Bone-pointing, the practice (as among Australian Aborigines) of condemning someone to death by pointing a sharpened bone that has been enchanted with a curse at the person whose death is desired, probably had a similar effect on the victim: depression, apparent proof that nobody loves you, and alienation ‒ loss of identity. We need to feel we belong, as a tree needs to be firmly rooted, or it will topple and decay.
Some religions teach that there was a time when we lived in harmony with others, until there was a disruption. In the Old Testament of the Christian Bible, there is the story of Adam and Eve. God gave them the Garden of Eden, and all they had to do in return was to refrain from eating fruit from the tree of knowledge.

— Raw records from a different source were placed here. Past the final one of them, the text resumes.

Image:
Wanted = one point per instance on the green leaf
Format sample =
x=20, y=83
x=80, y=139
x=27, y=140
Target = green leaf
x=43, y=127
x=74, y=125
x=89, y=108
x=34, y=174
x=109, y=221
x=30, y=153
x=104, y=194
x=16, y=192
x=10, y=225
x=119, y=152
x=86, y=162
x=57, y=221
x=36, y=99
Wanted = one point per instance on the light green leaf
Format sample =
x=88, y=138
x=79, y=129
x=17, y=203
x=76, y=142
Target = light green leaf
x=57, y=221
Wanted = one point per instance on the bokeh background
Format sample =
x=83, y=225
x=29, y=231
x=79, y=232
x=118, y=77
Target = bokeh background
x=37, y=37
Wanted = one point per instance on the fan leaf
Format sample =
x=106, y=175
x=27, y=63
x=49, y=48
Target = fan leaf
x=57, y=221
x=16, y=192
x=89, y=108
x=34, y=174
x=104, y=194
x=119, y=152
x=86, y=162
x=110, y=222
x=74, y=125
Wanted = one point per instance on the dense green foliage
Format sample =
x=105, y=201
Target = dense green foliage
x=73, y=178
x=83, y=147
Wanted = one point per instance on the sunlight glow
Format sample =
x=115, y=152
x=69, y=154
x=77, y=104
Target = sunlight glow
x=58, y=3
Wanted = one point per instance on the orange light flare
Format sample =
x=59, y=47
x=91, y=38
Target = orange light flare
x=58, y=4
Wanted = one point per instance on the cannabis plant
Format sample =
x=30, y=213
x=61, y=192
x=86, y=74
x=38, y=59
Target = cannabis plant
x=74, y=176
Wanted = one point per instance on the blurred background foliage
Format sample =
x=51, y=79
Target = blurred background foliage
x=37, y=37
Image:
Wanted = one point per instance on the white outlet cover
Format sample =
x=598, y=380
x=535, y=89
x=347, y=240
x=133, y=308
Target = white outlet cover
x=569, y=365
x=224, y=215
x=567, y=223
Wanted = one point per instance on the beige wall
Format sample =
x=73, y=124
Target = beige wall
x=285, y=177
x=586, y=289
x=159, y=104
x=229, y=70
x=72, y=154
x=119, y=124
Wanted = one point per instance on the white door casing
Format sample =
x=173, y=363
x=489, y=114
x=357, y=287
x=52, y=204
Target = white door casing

They wanted for nothing and suffered no illness or pain until Satan, in the form of a serpent, whispered promises to Eve of the secrets she would learn if she ate the proffered apple. She ate some of it, persuaded Adam to do likewise, and for their disobedience they were cast out of the Garden of Eden. They then had to have children because they were now mortals, and if they died childless the human race would die with them. Outside the Garden of Eden the world was harsh. Thorns and thistles choked their gardens and fields. With sweat they toiled to eke out a living from the soil.  They had to carry it out because the alternative was starvation.
In the biblical Book of Genesis, Cain and Abel are the first two sons of Adam and Eve. Cain, the firstborn, was a farmer, and his brother Abel was a shepherd. The brothers made sacrifices to God, each of his own produce, but God favoured Abel’s sacrifice instead of Cain’s. Cain then murdered Abel. God punished Cain by condemning him to a life of wandering. He must have felt alienated. Legend has it that God put a mark on his forehead to brand him as a murderer, and to this day we talk of the “mark of Cain”, a symbol of ostracism.
Ancient though these accounts are, they resonate with modern times, especially what we have seen in 2020. When employees experience their work as something they are forced to do, and are unable to take any pleasure or pride in it, they are alienated from it. Sadly, many of us who have jobs dislike or even hate them, and only report for duty because unemployment is worse; it can lead to homelessness and hunger. The fate of those who lose their jobs is even worse; they must face bureaucracy and interrogation in the struggle to receive any financial help. The isolation and fear these unfortunates must feel is alienating. If they never return to an acceptable life with worthwhile work, they will gradually lose self-respect, and feel they are existing in a hostile world.
Covid-19 in some ways brought us together. Many people thought of friends and neighbours who were fragile or lived alone, and offered to fetch food and medication for them. On the other hand, the illness has caused disharmony and resentment. In the Tier system, some owners of small businesses in Tier 3 feel the government is too arbitrary in imposing restrictions, and apparently reluctant or unable to justify them satisfactorily. Such people, deprived temporarily or permanently of their livelihoods, must feel that, if their protests and requests for explanations are ignored, that they do not count as proper citizens. Helplessness, hopelessness and the apparent indifference of authority is dehumanising.
Some British citizens who voted to remain in Europe in the 2016 referendum may feel alienated. Even when we are on the brink of severing our ties with the European Union, we know little of what to expect: shortage of fresh fruit and vegetables, perhaps, because of delays and red tape at the borders. There is a joke about being treated like a mushroom: kept in the dark, left uninformed and fed a bunch of shit.
Adults are responsible for the example they set to children. We must recognise alienation for the evil that it is, and treat our fellow humans with respect.